Yazıyı yazmadan önce haberlere bir göz atayım dedim. Tadilattaki Emek sinemasını ziyarete giden sinema eleştirmeni Atilla Dorsay sakallı bir adam tarafından tartaklanmış. Elinden zor almışlar. Sahi kimdir bu adam? Neyin nesidir? Bir sinema yazarına saldırma cürretini nereden bulmaktadır?

Kısa bir süre öncesine dönersek, modacı Barbaros Şansal şiddete maruz kalmıştı. Cemil İpekçi de keza öyle. Daha öncesinde ressam Bedri Baykam bıçaklanmıştı. Kim, neden yapıyor bunu veya yaptırıyorlar? Susturmak mı istiyorlar? Yoksa sadece bir tesadüf mü sanata emek verenlerin saldırıya maruz kalması?

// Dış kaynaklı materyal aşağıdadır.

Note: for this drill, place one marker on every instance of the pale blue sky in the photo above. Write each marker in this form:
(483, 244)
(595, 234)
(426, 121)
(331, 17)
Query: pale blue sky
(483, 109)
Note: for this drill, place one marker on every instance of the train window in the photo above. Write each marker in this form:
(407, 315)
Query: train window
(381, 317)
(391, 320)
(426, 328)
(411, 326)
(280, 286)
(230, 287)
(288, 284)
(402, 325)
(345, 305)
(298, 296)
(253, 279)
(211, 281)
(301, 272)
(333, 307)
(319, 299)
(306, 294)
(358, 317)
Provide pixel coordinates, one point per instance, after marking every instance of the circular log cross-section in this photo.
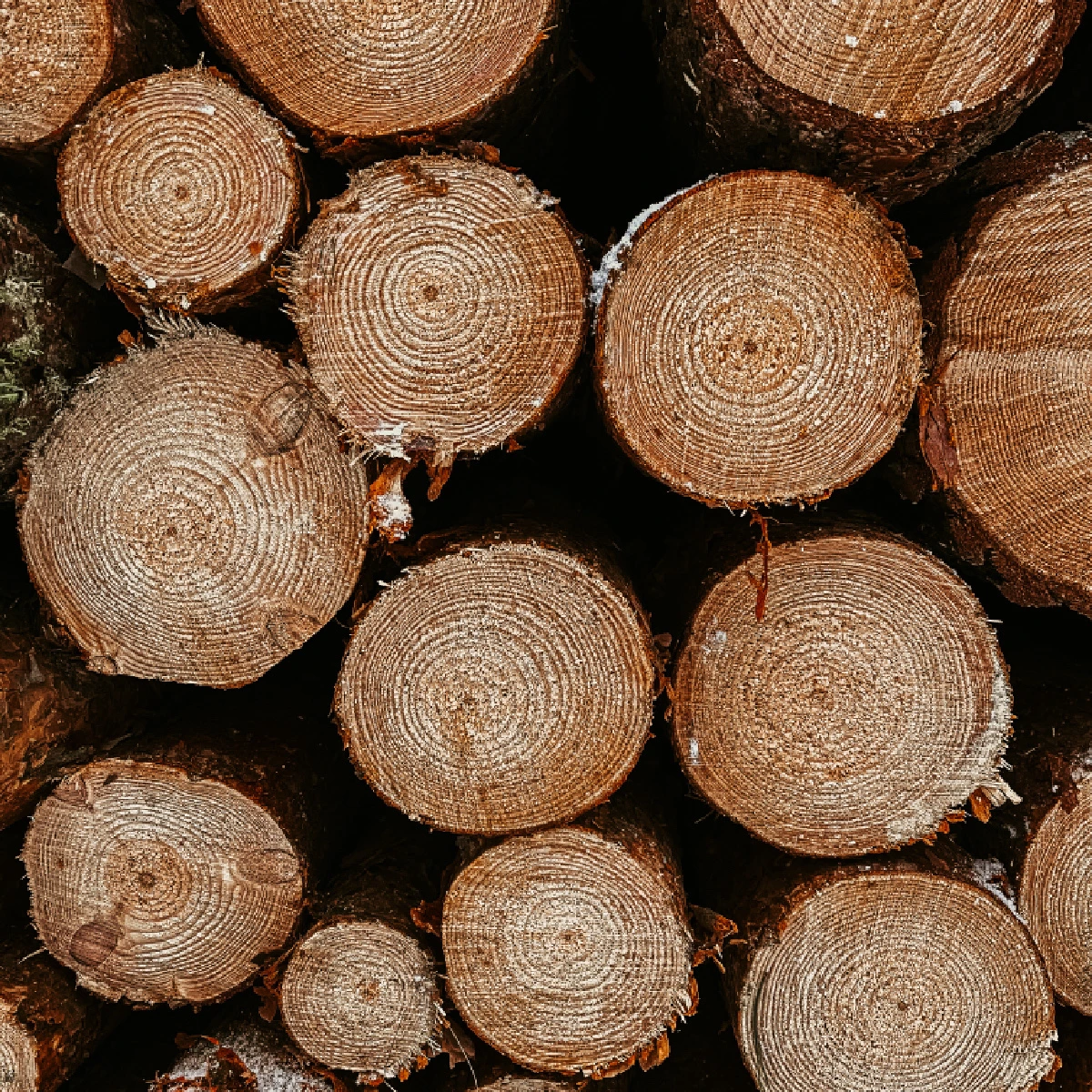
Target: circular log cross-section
(566, 953)
(1008, 423)
(441, 304)
(880, 983)
(864, 709)
(349, 70)
(157, 887)
(498, 688)
(758, 339)
(191, 517)
(183, 189)
(361, 996)
(1057, 895)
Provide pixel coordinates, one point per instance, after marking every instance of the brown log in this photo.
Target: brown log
(354, 77)
(53, 330)
(758, 339)
(191, 516)
(174, 874)
(441, 305)
(505, 682)
(842, 693)
(571, 950)
(183, 189)
(60, 58)
(1005, 418)
(890, 97)
(902, 972)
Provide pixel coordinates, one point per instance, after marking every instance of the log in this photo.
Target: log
(904, 972)
(174, 874)
(889, 97)
(356, 77)
(571, 950)
(1005, 418)
(63, 57)
(505, 682)
(441, 305)
(183, 189)
(851, 703)
(191, 517)
(53, 331)
(758, 339)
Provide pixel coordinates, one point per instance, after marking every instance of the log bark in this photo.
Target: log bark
(842, 693)
(1005, 416)
(502, 683)
(889, 97)
(183, 189)
(571, 950)
(64, 57)
(358, 80)
(866, 976)
(176, 873)
(758, 339)
(191, 516)
(441, 305)
(53, 331)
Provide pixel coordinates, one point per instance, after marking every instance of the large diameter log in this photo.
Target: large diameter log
(59, 58)
(860, 713)
(887, 96)
(571, 950)
(170, 876)
(191, 516)
(758, 339)
(503, 685)
(441, 305)
(1006, 421)
(887, 976)
(184, 190)
(354, 76)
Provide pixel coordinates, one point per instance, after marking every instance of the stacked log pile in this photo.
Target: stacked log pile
(448, 643)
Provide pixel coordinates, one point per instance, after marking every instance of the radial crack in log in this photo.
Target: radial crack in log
(758, 339)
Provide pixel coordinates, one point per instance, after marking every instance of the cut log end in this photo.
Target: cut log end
(759, 339)
(191, 516)
(861, 713)
(183, 189)
(528, 715)
(360, 995)
(1057, 896)
(566, 953)
(154, 887)
(894, 60)
(896, 981)
(55, 58)
(343, 70)
(441, 305)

Heykellerin ucube diye yıkıldığı, sanatçıların saldırıya maruz kaldığı bir ülkede sanatla ilgili hayaller ne kadar gerçeğe dönüşebilir? Sadece sanata karşı yobazlık mıdır bu hayallerin önündeki engel? Bu engelin oluşturduğu sanat engellileri suçlamaya ne kadar hakkımız vardır? Sahi sanat kimin içindir? Önce sanatçının estetik bir şekilde kendisini ifade etmesi ve muhalefet olması içindir ama paylaşılamayınca da köpürmez, çoğalmaz ki. Engellerin arkasındaki çaba da zaten bu yüzden ya. Çünkü sanatın muhalefeti en keskin kılıçtan dahi daha etkilidir. Tek darbeyle herkesin aklını başına getirebilir. Gerçek sanat olan muhalif sanat, bu yüzden susturulmaya çalışılıyor. Barış heykelleri bu yüzden yıkılıyor. Çünkü her şeyin kendi istedikleri gibi olmasını istiyorlar. Herkese söz hakkı ve eşitlik sadece sözde.

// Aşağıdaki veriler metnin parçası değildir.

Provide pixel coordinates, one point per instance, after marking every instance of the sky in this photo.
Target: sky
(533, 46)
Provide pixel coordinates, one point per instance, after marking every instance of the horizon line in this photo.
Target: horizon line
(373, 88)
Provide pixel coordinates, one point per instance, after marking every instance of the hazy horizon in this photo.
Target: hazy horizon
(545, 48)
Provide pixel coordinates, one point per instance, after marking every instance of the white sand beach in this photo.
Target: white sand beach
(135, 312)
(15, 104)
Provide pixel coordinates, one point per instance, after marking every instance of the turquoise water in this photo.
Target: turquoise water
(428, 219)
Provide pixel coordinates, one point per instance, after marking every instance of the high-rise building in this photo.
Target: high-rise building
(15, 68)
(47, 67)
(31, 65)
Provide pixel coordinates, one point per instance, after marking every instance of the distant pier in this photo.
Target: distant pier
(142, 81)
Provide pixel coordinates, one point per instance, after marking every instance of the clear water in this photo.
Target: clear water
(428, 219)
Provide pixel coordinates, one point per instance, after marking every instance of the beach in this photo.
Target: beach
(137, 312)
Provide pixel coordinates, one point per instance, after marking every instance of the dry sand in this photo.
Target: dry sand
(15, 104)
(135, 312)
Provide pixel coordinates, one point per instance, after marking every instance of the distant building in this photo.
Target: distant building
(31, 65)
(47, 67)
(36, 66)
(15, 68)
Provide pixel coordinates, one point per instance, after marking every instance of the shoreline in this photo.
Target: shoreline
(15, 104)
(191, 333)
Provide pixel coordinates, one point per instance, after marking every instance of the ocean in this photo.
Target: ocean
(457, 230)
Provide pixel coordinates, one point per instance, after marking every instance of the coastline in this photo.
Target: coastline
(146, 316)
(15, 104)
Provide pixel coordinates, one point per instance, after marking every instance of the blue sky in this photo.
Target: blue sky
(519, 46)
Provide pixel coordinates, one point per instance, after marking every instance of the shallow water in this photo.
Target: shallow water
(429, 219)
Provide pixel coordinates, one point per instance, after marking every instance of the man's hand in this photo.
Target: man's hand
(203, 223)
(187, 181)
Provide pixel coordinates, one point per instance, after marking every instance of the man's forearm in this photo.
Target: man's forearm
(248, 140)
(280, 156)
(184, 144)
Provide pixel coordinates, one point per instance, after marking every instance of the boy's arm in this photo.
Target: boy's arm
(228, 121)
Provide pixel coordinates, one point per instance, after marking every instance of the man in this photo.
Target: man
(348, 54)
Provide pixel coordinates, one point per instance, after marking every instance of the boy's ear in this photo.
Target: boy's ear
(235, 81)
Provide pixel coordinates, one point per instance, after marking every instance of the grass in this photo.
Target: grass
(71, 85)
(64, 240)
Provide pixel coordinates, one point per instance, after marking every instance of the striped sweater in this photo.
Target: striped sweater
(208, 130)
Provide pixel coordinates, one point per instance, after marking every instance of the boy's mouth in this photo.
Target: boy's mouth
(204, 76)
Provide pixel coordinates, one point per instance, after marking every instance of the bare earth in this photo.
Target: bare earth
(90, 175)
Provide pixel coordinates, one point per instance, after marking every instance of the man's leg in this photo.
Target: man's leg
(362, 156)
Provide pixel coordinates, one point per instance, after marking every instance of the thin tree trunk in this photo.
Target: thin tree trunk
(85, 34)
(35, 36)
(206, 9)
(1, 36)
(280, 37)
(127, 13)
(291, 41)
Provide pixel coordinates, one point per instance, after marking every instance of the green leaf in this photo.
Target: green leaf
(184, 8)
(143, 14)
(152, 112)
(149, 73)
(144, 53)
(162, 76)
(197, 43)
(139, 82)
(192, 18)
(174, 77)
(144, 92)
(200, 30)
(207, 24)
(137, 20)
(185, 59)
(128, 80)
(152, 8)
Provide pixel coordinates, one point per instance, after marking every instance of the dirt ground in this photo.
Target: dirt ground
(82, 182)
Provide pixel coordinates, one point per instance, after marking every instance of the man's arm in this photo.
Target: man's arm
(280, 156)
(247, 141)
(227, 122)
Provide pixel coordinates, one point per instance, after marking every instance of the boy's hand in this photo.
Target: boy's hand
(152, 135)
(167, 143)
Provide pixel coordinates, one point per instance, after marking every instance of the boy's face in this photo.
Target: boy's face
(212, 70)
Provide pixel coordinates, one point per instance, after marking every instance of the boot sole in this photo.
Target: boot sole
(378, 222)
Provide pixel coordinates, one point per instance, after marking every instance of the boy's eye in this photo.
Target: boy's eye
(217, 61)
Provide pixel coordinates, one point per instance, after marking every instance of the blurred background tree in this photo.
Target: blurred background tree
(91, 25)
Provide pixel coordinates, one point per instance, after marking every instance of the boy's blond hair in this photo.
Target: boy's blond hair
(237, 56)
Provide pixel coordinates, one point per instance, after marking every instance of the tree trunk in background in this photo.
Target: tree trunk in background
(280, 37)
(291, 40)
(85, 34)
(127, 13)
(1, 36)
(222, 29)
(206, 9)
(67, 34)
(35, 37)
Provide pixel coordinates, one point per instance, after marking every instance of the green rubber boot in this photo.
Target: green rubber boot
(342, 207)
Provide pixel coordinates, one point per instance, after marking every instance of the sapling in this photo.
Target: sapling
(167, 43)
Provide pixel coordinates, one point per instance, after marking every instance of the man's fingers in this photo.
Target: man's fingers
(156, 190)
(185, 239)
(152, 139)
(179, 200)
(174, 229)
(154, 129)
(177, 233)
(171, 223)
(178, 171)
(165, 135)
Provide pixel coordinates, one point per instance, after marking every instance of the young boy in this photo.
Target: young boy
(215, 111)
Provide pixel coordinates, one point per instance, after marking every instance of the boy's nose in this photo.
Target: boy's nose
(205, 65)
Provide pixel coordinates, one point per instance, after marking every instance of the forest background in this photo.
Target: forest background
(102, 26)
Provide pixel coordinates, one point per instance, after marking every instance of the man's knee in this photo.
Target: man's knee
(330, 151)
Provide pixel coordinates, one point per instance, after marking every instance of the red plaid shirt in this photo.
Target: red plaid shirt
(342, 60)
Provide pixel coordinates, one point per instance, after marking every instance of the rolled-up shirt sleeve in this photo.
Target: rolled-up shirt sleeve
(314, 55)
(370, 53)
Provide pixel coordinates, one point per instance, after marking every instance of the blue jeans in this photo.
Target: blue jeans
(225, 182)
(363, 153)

Eşcinseller varsa bu ülkede, neden eşcinselliğe dair heykeller, filmler yok? Neden eşcinsel sanatçılar, kendi hayatlarına dair şeyleri paylaşamıyorlar müzik veya edebiyat olarak, heykel veya resim olarak, daha bir çok şey olarak? Oysa en ötekisi eşcinseller ve en çok onlar zulüm görüyor. Neden onlar acılarını çığlık olarak atamıyorlar sanat yoluyla bu ülkede? Çünkü onların bile kendilerine inançları ellerinden alınmış.